A great advantage of having a large network of technical friends is that they ask you for advice on things, which I love giving. One great disadvantage of people is that they rarely take my advice without justification, even though I think everybody should know better by now. A discussion I frequently have with friends (and which they don’t just blindly take my advice on), is their choice of datastore, which invariably goes something like this:
- Trust me, don’t use MongoDB.
- Why, what’s wrong with it?
- Look, how many times have I given you some advice, you didn’t listen, and later on it turned out I was right?
- Ah, so you’re saying I should use Cassandra.
So, since I keep having to justify my opinion (can you believe that? Just ridiculous.), I figured I’d do it once, in this post, and then I can just point people here when they’re about to do something dumb. If I linked you to this article, this means you.
EDIT: Apparently the self-deprecating sarcasm above wasn’t really very obvious, and it comes off as arrogant, but my intention was for it to be satire (cleary opinions should be justified, even mine). Also, the Cassandra joke was a reference to this lady.
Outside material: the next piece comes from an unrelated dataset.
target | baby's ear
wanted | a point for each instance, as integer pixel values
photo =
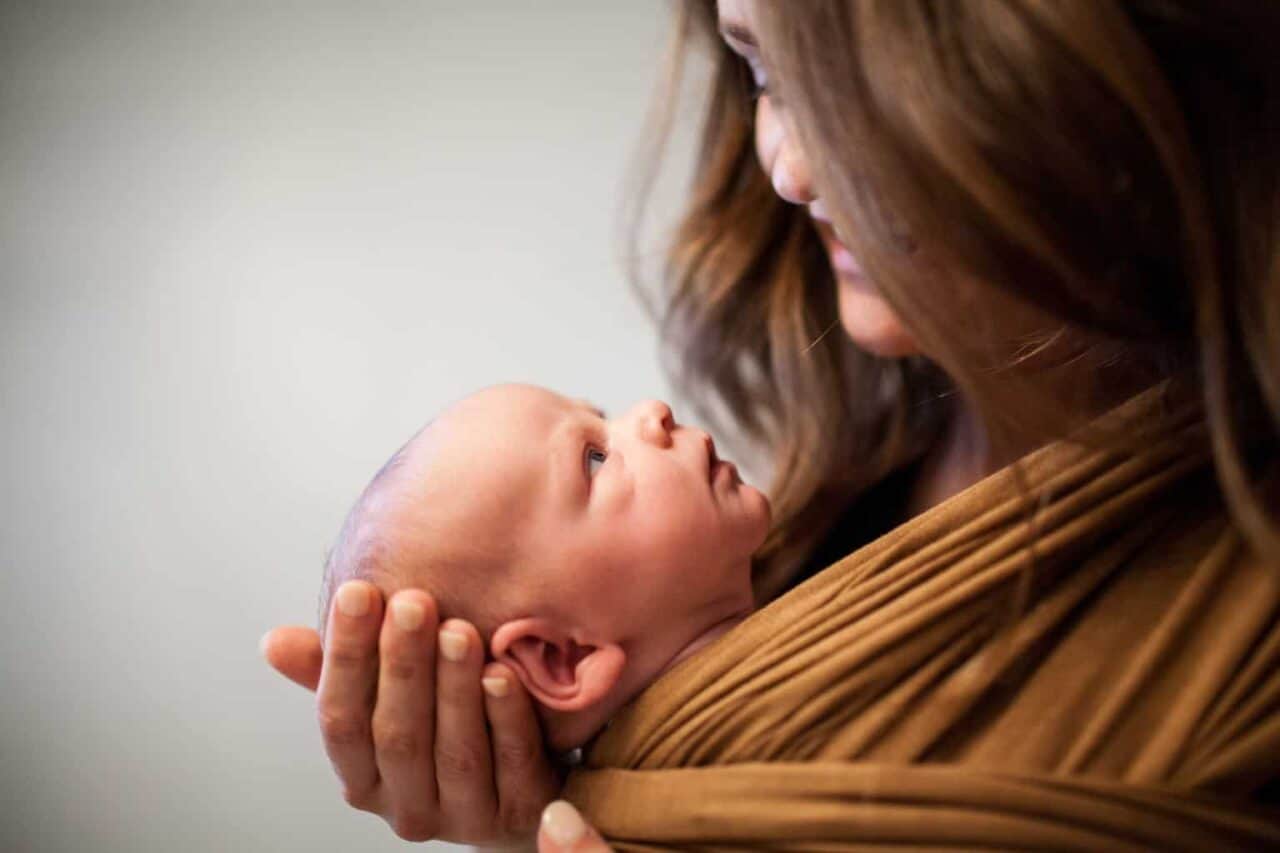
(557, 670)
Like an ancient Greek proverb says, “the best joke is one you have to explain on your blog”.
Datastores are important
The datastore is often the most important part of an application. Code can be changed easily, and new code can be deployed without much fuss if you discover that some of your original choices were wrong, but the data model and the way it is handled is much harder to change. This means that you need to give the data model as much thought as you can when starting out, and the choice of datastore greatly influences that decision.
This post is meant to guide you through some common pitfalls, and hopefully explain why a relational database is a much saner default than the schemaless databases I see most people instinctively reach for nowadays.
To clarify, I’m not really a dogmatic proponent of any particular data store (although I still haven’t forgiven MongoDB for eating my dissertation). I recommend everyone use the right tool for the job, and all advice in this post is about the median case. There are cases where you need to use a different type of datastore because of your data requirements, but I still haven’t met anybody who needed those when starting out, so while there are exceptions to what I write here, you’re probably not them.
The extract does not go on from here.